Türk futbolunda son aylarda patlak veren bahis skandalı, sadece sahadaki mücadeleleri değil, yöneticileri ve hakem camiasını da derinden sarstı. 17 hakem, bir Süper Lig kulübü başkanı, bir eski futbol takımı sahibi ve eski dernek başkanı, "görevi kötüye kullanma" ve "müsabaka sonucunu etkileme" suçlamalarıyla gözaltına alındı.
NTV’nin haberine göre, TFF’nin iç soruşturması kapsamında bahis oynadıklarını itiraf eden 45 klasman temsilcisi istifa etti. Bu temsilciler, hafta sonu maçlarının görev listelerinden çıkarıldı ve yerine yeni isimler atandı.
TFF Başkanı İbrahim Hacıosmanoğlu, hakem camiasını sarsan açıklamalarıyla İstanbul Cumhuriyet Başsavcılığı’nın ihbarını tetikledi. Başsavcılık, soruşturmanın derinleştiğini ve yeni iddiaların da bu çerçevede ele alınacağını belirtti.
İstanbul Cumhuriyet Başsavcılığı, 2025 Nisan ayında futbol müsabakalarında görev yapan bir grup hakemin bahis oynadığı iddiasıyla yeni bir soruşturma başlattığını duyurdu. Ayrıca, Antalya Cumhuriyet Başsavcılığı’na yönlendirilen bir başka dosya, yetkisizlik kararıyla İstanbul Başsavcılığı’na aktarılmış ve iki dosya tek bir dosyada birleştirilerek inceleniyor.
Başsavcılık, “bahis hesabı bulunan hakemler” açıklamasını ihbar niteliğinde kabul etti ve şu suçlamaları gündeme getirdi: 6222 sayılı Sporda Şiddet ve Düzensizliğin Önlenmesine Dair Kanun’a muhalefet, 7405 sayılı Spor Kulüpleri ve Spor Federasyonları Kanunu’na muhalefet, 7258 sayılı Futbol ve Diğer Spor Müsabakalarında Bahis ve Şans Oyunları Düzenlenmesi Hakkında Kanun’a muhalefet ve diğer olası suçlar.
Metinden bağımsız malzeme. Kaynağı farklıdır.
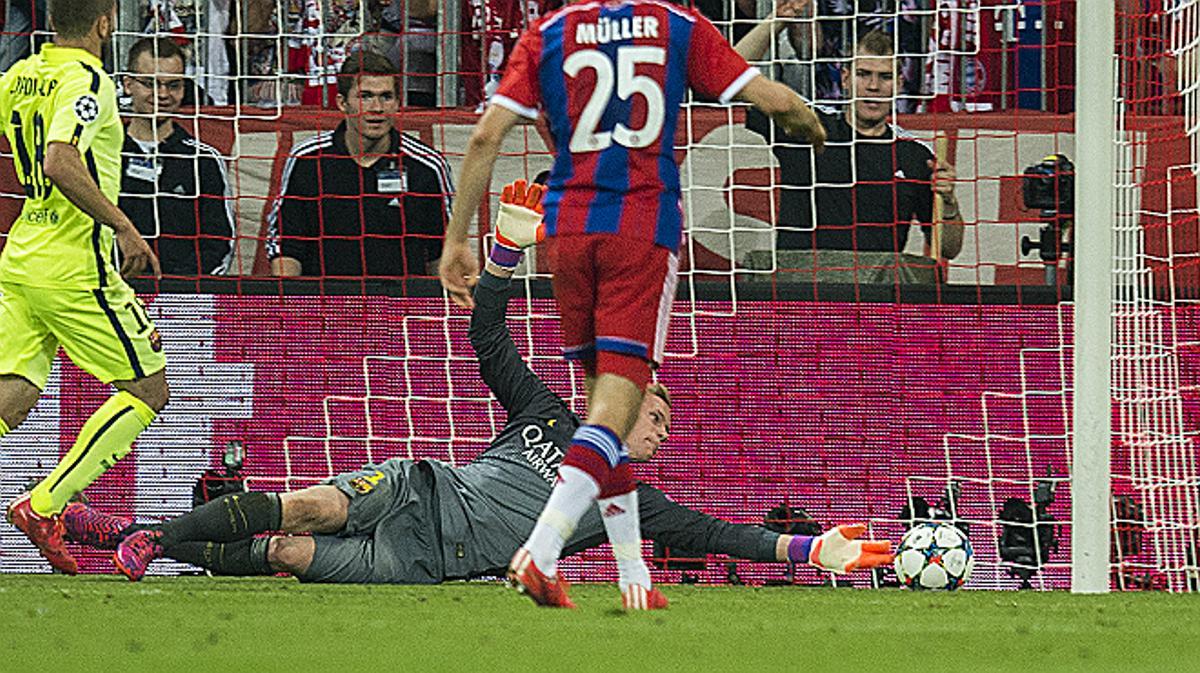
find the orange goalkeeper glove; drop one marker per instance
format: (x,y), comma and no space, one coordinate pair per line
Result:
(840,550)
(519,223)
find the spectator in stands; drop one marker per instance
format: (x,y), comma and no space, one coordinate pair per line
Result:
(173,186)
(874,179)
(363,199)
(21,19)
(495,28)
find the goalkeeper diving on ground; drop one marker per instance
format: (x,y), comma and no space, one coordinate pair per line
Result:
(421,522)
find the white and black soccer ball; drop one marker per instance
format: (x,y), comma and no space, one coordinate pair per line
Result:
(934,556)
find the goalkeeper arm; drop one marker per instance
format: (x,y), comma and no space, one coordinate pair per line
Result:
(838,550)
(519,224)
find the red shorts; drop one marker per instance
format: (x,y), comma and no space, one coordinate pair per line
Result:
(615,295)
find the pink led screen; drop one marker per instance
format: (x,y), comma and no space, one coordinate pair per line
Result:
(831,407)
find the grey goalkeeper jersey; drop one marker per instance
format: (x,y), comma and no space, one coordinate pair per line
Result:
(489,506)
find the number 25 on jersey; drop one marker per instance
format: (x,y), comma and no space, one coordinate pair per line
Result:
(587,138)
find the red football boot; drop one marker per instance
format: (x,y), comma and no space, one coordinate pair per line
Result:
(136,552)
(46,533)
(546,592)
(639,598)
(91,527)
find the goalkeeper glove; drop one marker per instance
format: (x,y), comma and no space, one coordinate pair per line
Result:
(840,550)
(519,224)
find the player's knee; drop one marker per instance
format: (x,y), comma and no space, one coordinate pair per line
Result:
(153,390)
(321,509)
(157,395)
(630,367)
(289,554)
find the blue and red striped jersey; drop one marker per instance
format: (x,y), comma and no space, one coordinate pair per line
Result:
(611,78)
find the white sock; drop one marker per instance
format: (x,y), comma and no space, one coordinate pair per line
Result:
(571,497)
(624,528)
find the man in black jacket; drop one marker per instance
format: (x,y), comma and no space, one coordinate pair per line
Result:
(421,522)
(174,187)
(363,199)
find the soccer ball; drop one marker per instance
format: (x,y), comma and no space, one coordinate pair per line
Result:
(934,556)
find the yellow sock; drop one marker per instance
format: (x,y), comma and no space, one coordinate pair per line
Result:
(106,437)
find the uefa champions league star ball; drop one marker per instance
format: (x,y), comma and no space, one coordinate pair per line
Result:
(934,556)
Başsavcılık, MASAK raporları, HTS kayıtları, yurt içi ve yurt dışı bahis sitelerinin abonelik kayıtları, tanık beyanları ve diğer belgeleri temin ettiğini açıkladı. Analizlerin en az beş yıllık geriye dönük binlerce kişi ve kurumun verisini kapsaması, yoğun bir çalışma ve zaman gerektirdiğini vurguladı.
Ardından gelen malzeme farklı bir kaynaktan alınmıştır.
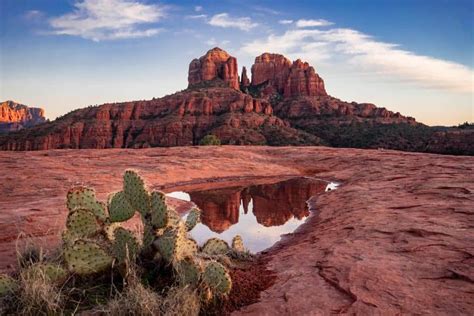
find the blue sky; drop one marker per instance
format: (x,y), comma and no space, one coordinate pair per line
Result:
(411,56)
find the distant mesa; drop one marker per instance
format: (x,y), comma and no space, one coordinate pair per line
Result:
(283,103)
(216,64)
(15,116)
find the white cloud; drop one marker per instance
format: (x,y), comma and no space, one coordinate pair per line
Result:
(33,14)
(312,23)
(213,42)
(225,20)
(266,10)
(108,19)
(284,22)
(197,16)
(359,51)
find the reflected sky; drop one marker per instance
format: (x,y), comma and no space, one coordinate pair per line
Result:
(260,213)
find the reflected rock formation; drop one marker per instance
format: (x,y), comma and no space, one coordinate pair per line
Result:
(273,204)
(220,208)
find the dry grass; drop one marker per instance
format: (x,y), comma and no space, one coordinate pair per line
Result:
(38,295)
(181,301)
(136,299)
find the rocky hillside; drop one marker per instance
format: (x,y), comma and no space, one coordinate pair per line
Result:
(15,116)
(284,103)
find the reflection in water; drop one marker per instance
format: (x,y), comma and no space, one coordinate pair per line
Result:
(260,213)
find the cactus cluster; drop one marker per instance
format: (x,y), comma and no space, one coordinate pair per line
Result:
(94,238)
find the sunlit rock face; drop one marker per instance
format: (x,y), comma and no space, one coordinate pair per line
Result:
(15,116)
(284,104)
(279,75)
(216,64)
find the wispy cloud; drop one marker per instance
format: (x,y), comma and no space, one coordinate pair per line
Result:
(312,23)
(285,22)
(33,15)
(213,42)
(99,20)
(358,51)
(225,20)
(266,10)
(196,16)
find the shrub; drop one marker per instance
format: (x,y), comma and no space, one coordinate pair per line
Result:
(210,139)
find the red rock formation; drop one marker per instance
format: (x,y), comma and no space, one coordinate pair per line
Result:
(220,208)
(177,120)
(271,68)
(216,64)
(15,116)
(303,81)
(286,104)
(288,79)
(244,81)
İlgili makamlar, elde edilen bulgular ışığında gerçek şüphelilerin tespit edilmesi ve adli süreçlerin başlatılması için gerekli adımları atacaklarını belirtti. Bu gelişmeler, Türk futbolunun itibarını yeniden inşa etme çabalarının ne kadar kritik olduğunu bir kez daha gözler önüne serdi.